The German’s face had grown suffused with dark angry crimson; the veins of his throat and his temples began to swell.
“Double or quits,” he cried huskily. He threw and lost; doubled his stake, threw and lost again.
There was something about the scene that aroused the audience to more potent interest than the ordinary nightly repeated spectacle of loss and gain.
The extraordinary passion displayed by the foreigner, not only in his inflamed countenance, but in the very motion of his hands, in the rigid tension of his whole body, presented a strange contrast to the languor of his opponent.
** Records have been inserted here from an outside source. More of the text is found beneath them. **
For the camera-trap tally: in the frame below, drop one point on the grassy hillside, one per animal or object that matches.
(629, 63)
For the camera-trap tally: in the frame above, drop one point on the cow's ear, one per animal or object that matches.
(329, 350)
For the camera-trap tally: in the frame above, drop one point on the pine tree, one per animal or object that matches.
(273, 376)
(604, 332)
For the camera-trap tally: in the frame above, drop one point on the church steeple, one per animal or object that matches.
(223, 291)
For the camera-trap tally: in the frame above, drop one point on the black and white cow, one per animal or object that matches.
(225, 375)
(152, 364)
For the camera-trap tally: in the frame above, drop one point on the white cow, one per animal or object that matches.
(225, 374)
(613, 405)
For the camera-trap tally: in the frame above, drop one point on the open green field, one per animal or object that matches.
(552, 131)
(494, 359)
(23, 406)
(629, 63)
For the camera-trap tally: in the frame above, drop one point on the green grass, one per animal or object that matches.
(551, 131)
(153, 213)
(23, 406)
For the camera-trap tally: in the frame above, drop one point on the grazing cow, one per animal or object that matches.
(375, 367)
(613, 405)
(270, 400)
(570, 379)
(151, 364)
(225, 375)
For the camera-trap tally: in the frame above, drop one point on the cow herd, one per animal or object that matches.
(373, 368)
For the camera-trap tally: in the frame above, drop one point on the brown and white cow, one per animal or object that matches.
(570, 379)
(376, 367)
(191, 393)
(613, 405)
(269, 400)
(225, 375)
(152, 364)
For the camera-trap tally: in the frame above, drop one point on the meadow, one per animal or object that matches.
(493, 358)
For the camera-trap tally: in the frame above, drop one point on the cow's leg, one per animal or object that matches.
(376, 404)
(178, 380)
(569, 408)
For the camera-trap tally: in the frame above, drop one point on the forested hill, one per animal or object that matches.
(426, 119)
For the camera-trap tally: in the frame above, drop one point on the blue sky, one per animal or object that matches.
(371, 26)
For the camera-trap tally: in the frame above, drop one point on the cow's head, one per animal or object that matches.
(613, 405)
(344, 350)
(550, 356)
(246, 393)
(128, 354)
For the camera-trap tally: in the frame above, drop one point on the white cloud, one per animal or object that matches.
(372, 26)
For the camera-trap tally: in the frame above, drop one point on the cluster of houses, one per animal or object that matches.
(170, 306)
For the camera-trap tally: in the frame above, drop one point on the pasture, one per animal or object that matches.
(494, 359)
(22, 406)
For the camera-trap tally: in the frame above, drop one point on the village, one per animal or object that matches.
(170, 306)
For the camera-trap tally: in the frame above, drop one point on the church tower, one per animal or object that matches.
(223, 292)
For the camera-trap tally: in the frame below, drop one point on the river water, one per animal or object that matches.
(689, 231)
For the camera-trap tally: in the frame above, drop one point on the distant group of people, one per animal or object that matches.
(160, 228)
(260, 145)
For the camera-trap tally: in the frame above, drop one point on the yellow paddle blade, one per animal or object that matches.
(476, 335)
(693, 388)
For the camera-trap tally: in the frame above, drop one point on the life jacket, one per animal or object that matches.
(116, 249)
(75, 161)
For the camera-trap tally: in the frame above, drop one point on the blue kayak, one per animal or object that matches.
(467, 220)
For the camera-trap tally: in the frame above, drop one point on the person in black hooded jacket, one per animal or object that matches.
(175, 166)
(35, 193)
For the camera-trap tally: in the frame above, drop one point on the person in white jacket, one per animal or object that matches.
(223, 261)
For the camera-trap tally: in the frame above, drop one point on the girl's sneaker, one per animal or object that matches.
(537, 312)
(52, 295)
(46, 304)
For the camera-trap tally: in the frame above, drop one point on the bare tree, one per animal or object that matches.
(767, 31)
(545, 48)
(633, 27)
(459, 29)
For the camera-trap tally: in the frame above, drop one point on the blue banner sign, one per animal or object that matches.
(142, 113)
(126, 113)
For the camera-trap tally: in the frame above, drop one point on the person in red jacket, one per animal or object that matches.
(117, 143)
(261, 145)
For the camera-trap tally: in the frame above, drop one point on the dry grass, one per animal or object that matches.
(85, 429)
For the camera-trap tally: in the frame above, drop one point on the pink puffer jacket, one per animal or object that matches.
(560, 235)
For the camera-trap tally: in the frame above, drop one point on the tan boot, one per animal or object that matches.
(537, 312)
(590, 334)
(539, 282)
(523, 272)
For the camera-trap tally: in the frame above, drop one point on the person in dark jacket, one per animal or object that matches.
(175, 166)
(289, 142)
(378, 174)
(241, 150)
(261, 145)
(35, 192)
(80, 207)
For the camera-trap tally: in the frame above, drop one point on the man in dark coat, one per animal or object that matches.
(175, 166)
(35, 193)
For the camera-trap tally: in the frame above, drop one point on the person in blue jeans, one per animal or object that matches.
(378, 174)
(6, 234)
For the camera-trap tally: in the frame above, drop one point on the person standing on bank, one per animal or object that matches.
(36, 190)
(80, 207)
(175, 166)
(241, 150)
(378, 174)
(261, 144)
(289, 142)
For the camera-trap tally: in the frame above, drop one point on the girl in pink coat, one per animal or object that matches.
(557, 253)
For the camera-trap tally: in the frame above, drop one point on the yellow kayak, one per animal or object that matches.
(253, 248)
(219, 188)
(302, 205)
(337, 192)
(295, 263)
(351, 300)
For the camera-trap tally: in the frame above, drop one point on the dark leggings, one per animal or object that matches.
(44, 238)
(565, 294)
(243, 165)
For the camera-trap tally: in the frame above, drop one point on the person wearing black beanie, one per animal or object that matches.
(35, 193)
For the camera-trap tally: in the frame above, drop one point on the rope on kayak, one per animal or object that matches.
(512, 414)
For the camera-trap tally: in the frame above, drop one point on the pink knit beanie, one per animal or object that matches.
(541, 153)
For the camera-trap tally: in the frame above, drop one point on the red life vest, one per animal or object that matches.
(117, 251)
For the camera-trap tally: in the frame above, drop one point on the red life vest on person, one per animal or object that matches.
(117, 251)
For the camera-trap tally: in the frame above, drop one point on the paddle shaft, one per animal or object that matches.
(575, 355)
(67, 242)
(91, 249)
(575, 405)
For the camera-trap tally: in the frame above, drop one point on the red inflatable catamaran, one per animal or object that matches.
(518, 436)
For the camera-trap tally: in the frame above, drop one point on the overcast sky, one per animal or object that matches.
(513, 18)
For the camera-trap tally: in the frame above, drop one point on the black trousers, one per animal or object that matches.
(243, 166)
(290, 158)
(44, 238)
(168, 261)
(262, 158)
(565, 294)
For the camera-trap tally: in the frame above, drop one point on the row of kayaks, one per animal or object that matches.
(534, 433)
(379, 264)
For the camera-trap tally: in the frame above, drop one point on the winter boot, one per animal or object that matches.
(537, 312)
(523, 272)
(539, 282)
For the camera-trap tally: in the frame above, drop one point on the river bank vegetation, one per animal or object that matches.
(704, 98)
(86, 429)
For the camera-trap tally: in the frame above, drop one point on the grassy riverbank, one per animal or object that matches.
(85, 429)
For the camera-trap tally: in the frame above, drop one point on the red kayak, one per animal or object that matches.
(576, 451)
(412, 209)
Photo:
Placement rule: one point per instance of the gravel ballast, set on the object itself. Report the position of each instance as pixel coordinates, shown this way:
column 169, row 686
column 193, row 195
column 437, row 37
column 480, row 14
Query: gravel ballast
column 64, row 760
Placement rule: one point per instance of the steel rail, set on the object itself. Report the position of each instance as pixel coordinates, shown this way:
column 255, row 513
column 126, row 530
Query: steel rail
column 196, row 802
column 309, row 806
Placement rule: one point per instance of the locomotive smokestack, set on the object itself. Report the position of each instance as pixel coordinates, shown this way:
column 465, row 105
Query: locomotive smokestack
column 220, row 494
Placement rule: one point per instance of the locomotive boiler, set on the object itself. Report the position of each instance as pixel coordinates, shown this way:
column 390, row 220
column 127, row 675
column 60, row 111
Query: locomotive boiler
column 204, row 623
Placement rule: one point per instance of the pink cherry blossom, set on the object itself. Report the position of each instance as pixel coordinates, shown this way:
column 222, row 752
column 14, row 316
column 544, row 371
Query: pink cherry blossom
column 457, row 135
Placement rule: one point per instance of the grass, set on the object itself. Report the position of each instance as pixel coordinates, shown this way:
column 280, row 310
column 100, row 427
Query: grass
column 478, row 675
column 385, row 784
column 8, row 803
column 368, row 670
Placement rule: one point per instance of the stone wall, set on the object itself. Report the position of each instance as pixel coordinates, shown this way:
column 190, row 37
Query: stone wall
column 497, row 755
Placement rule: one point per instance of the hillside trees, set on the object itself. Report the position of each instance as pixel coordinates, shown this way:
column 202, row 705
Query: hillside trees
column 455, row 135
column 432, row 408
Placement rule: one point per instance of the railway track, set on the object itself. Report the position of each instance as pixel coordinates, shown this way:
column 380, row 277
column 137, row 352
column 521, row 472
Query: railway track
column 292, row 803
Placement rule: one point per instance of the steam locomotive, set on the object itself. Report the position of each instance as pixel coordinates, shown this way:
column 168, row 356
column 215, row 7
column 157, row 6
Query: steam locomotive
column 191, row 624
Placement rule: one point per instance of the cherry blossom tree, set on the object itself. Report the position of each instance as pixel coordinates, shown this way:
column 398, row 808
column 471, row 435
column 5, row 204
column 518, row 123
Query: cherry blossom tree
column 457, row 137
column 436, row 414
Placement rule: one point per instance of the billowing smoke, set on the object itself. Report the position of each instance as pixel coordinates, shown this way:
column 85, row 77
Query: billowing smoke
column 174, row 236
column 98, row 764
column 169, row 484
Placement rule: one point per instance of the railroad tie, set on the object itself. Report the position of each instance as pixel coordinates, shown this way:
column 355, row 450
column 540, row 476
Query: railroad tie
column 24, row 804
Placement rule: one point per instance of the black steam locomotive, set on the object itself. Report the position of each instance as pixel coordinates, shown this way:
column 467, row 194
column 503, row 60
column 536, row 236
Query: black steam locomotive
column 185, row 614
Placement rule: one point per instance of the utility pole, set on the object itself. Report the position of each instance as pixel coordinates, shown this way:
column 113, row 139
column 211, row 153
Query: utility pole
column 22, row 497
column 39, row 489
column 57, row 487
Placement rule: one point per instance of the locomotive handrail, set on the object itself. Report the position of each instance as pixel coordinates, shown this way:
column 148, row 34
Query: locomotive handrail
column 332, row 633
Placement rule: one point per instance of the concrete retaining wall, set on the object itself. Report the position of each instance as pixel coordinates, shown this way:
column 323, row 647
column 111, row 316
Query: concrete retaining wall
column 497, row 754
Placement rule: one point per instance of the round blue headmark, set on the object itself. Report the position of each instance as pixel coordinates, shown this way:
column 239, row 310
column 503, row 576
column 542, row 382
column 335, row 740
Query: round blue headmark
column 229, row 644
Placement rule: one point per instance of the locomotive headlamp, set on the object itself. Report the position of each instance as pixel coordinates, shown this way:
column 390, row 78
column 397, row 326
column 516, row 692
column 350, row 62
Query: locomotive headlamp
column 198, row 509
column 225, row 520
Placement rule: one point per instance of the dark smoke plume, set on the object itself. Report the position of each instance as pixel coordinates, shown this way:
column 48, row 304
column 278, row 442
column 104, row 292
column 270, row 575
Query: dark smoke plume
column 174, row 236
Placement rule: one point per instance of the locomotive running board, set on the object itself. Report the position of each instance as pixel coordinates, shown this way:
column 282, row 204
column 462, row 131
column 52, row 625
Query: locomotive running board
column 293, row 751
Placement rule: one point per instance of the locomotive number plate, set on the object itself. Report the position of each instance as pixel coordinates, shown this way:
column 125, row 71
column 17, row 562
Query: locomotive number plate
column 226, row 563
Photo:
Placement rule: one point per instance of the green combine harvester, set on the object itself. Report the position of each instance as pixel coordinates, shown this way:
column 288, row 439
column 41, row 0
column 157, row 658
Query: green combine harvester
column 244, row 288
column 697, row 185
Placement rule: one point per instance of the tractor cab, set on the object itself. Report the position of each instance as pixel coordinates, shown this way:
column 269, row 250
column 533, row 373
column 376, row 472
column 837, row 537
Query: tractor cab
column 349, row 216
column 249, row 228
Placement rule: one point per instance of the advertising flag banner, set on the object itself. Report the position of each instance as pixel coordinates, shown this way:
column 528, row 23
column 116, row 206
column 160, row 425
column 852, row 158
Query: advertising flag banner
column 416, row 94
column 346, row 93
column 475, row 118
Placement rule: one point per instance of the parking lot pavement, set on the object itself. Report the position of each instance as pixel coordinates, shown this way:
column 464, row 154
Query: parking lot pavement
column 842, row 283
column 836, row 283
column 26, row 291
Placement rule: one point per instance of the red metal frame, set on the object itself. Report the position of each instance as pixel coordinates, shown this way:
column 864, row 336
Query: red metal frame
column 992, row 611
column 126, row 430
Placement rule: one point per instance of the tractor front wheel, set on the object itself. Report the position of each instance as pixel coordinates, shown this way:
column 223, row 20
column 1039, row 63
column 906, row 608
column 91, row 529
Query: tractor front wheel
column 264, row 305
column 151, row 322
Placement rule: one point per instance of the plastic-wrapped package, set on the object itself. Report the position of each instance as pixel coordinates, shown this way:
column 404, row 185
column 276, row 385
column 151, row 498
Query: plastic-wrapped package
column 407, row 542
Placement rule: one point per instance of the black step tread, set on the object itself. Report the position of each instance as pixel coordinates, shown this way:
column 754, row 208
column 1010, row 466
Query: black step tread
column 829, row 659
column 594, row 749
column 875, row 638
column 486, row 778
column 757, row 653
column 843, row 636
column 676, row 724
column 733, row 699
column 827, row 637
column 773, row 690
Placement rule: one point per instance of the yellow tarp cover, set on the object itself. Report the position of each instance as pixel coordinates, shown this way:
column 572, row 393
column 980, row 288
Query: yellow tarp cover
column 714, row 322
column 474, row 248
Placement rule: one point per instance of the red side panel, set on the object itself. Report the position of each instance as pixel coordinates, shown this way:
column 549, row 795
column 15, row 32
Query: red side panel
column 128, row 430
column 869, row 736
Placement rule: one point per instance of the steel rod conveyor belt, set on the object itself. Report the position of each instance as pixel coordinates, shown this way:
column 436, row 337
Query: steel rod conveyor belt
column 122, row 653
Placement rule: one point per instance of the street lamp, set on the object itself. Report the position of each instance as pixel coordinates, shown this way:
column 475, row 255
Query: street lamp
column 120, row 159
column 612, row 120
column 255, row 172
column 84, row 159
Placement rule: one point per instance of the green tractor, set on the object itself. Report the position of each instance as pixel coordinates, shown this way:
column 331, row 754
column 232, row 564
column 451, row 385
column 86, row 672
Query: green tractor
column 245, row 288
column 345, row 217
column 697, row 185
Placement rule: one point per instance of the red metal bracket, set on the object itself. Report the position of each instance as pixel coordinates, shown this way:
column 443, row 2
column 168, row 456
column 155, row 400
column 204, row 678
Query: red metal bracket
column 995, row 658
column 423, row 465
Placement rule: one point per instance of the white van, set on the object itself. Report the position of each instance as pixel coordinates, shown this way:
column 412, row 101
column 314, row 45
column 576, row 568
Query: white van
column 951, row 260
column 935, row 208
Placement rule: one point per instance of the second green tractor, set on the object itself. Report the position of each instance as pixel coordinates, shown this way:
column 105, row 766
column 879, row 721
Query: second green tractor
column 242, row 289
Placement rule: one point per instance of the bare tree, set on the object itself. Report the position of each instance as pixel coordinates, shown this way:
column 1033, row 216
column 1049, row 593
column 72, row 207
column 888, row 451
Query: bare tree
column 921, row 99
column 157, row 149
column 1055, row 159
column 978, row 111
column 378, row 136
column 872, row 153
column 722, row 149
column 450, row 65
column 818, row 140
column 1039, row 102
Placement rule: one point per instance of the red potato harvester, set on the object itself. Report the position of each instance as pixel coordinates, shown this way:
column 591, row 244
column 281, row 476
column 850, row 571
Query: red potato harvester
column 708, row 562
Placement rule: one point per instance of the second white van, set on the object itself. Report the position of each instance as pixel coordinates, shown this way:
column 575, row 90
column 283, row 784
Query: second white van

It was,moreover, a revelation in one who had been known hitherto as courteous and composed to formality.
“It is to be hoped some one has a lancet,” said Carew, “for I believe the gentleman will have an apoplexy unless a little blood be let soon.”
“I fear me,” answered his companion, “that there will be more blood let than you think for. Did you mark that look?”
At the same instant the Chevalier flung down his box with such violence that the dice, rebounding, flew about the room, and gazed across at Basil with open hatred, as one glad to give vent at last to long-pent-up fury.
“By Heaven, Mr. Jennico!” he cried, “were it not that I have been told how well you have qualified for this success, I should think there was more in such marvellous throwing of dice than met the eye. But your love affairs, I hear,—and I should have borne it in mind,—have been so disastrous, so more than usually disastrous,” here his voice broke into a sort of snarl, “as to afford sufficient explanation for the marvel.”
There was a cold silence. Then Jennico rose, white as death.
“If you know so much about me, sir,” he saidin tones that for all the anger that vibrated in them fell harmoniously upon the ear after the Chevalier’s savage outburst, “you should know too that there is a subject upon which I never allow any one to touch. Your first insinuation I pass over with the contempt it deserves, but as regards your observation on what you are pleased to call my love affairs, I can only consider it as an intentional insult. And this is my answer.”
The German in his turn had sprung to his feet, but Basil Jennico leant across the table, and before he could guard himself struck him lightly but deliberately across the mouth.